Okay, great! Now we know what we need to do. Let’s get on and actually find the second derivative of our function. In order to actually find the second derivative of our function, what we need to do is actually differentiate our slope function we found earlier, which was 36𝑥 cubed minus four 𝑥. And if we do that, we actually get 108𝑥 squared minus four. And we actually differentiate it a second time using the exact same rules as previously. So we actually multiplied the coefficient by the exponents give us 108. And then we reduced the exponent by one.

Okay, we’ve got the second derivative. Now what’s the next stage? Well, now what we’re gonna do is actually substitute our values of 𝑥 in to determine whether it’s concave up or concave down and thus a maximum or minimum point. So first of all, we start with the point where 𝑥 is equal to zero. So we can say that the second derivative is gonna be equal to 108 multiplied by zero squared minus four, which is just gonna give us an answer of negative four. And if we take a look, because it’s negative, then therefore it’s gonna be concave down. So we know that this is actually gonna be a maximum point.

So next, we’re gonna move on to when 𝑥 is equal to a third. So we get 108 multiplied by a third squared minus four, which is equal to 108 over nine minus four, which is 13 minus four, which is equal to nine. And we can see that actually this answer is positive. So therefore, at this point, we can see that actually it’s gonna be concave up. So it’s actually therefore going to be a minimum value.

Then finally, we move on to the value when 𝑥 is equal to negative a third. Well, actually if we look at this, it should be the same as the previous value. And that’s because when we found the values of the function when it was negative a third, they were the same. But let’s do the calculation anyway.
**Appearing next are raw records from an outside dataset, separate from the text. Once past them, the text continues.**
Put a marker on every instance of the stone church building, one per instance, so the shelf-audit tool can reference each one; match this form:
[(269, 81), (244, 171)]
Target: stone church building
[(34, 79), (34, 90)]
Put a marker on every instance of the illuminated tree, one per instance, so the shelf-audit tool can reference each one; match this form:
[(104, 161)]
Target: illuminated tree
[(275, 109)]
So we have 108 multiplied by negative a third all squared minus four, which will give us 108 over nine minus four. That’s because we had negative a third squared. So it makes it positive. So as expected, we got the same value as previously when 𝑥 was equal to a third, which was nine. So again, we’d say it’s concave up, which means it’s going to be a minimum point.

So now we’ve actually found all of our values. And we’ve determined whether they’re maximum or minimum. So we can bring it together and say the function has a local maximum value of negative five. And we actually got to this point because when 𝑥 was equal to zero, the value of our function was negative five. And then we used the second derivative test to actually show that it was a maximum because the value of the second derivative at this point was negative four.

And we have a local minimum value of negative 46 over nine. That’s because, at the 𝑥-coordinates of a third and negative a third, we found the value of our function to be both negative 46 over nine. And then again, we used the second derivative test to prove that it was a minimum, because at these points, the value of our second derivative was nine, which is positive and therefore a minimum value.